Imagine this: an active shooter is on the American River College campus and the emergency alert system sends a text to all students to secure themselves in their classrooms or stay away from campus.
This is a great way to relay emergency information, but most professors don’t allow cellphones to be on in class. The students who may be in the most danger may never get the warning.
“Students can call for assistance. The blue stickers around campus are designed for specific instructions for what to do in case of an emergency,” said Vice President of Student Services Robin Neal, but she would not respond directly to the question posed about the possible security threat of an active shooter without students having access to their phones.
Associate Vice President of Instruction Lisa Lawrenson also argued that ARC staff and faculty were well versed in emergency preparedness, but when asked specifically how students should handle not being able to have access to their phones in case of an emergency while in class she said, “If a student feels that strongly about taking a class where a professor doesn’t allow cellphones, they should just take another class.”

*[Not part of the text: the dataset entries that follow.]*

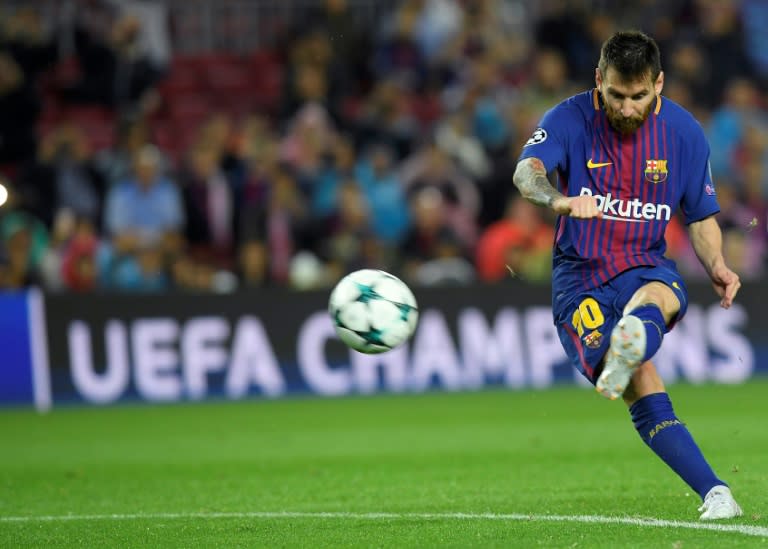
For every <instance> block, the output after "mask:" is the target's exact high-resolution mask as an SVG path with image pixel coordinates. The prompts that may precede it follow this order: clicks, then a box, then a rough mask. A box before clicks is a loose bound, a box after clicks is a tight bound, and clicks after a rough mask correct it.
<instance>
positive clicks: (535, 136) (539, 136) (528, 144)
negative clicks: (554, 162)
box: [525, 128, 547, 147]
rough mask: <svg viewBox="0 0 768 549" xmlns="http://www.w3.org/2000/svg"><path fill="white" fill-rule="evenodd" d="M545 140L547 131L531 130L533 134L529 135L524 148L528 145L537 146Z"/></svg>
mask: <svg viewBox="0 0 768 549" xmlns="http://www.w3.org/2000/svg"><path fill="white" fill-rule="evenodd" d="M546 140H547V130H545V129H544V128H536V129H535V130H533V134H532V135H531V137H530V139H528V141H526V142H525V146H526V147H527V146H528V145H538V144H539V143H543V142H544V141H546Z"/></svg>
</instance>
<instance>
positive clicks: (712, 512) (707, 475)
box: [623, 361, 743, 520]
mask: <svg viewBox="0 0 768 549" xmlns="http://www.w3.org/2000/svg"><path fill="white" fill-rule="evenodd" d="M623 396H624V402H626V404H627V406H629V411H630V413H631V414H632V421H633V422H634V424H635V429H637V432H638V434H639V435H640V437H641V438H642V439H643V442H645V443H646V444H647V445H648V447H649V448H650V449H651V450H653V452H654V453H655V454H656V455H658V456H659V457H660V458H661V459H662V460H663V461H664V463H666V464H667V465H668V466H669V467H670V468H671V469H672V470H673V471H674V472H675V473H677V475H678V476H679V477H680V478H681V479H682V480H683V481H685V483H686V484H688V485H689V486H690V487H691V488H692V489H693V490H695V491H696V492H697V493H698V494H699V496H700V497H701V499H702V505H701V506H700V507H699V511H700V512H701V515H700V518H701V520H718V519H729V518H734V517H738V516H741V515H742V514H743V513H742V510H741V507H739V504H738V503H736V500H735V499H734V498H733V494H731V490H730V488H729V487H728V485H727V484H726V483H725V482H723V481H722V480H720V479H719V478H718V477H717V475H715V473H714V471H713V470H712V468H711V467H710V465H709V463H707V461H706V459H705V458H704V455H703V454H702V452H701V450H700V449H699V447H698V445H697V444H696V442H695V441H694V440H693V436H691V433H690V432H689V431H688V428H687V427H686V426H685V425H684V424H683V423H682V422H681V421H680V420H679V419H678V418H677V416H676V415H675V411H674V410H673V408H672V402H671V401H670V400H669V396H668V395H667V393H666V390H665V388H664V382H663V381H662V380H661V378H660V377H659V375H658V373H657V372H656V368H654V366H653V364H652V363H651V362H650V361H646V362H644V363H643V364H642V365H641V366H639V367H638V368H637V370H636V371H635V373H634V374H633V375H632V379H631V381H630V383H629V385H628V387H627V389H626V391H625V392H624V395H623Z"/></svg>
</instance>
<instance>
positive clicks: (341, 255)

Although both vice presidents were clear that there are several administrators equipped for many types of emergencies, “professors are not required to be trained in CPR or first aid,” Neal said.
Lawrenson quickly added that, “there are several classes given for professional development to staff members of ARC, including CPR, first aid and the usage of defibrillators.”
Both Neal and Lawrenson described the ASIS program put into place by the Los Rios Police Department, which outlines procedures during an emergency.
“(If) an active shooter situation were to happen on campus, the staff on duty at the time of the incident would go in search of the subject, armed, and also provide any and all needed medical intervention until further resources arrived,” said Sgt. Mike Olsen of the Los Rios Police Department.
Sgt. Olsen did not know who was in charge of the text message system other that it was dealt with at the captain level or above. He also was unaware of any system with the acronym ASIS.
Professors on campus had different views of the cellphone policies for their classes.
Charles Thomsen, a geography professor, said he is “open to students using phones, because I want my students to live if there is a shooter on campus.” He also said that if a student abuses his liberal cellphone policy, he would take appropriate action as necessary with that individual.
Philosophy professor Dennis Holden thought of the issue concerning cellphone alerts and keeps his cellphone on his podium, but does not allow students to use their phones as it disrupts the class.
With ever-changing technology and the fear of liability lawsuits mounting, the LRCCD will have to face this issue and create a district-wide policy protecting students’ use of cellphones in class.
Until the time comes where students are allowed to bring their cellphones into class, Lawrenson assures all students without the cellphone notification alert that the school does have bullhorns that they can use to warn students.
Correction: The original story misspelled Lisa Lawrenson’s name.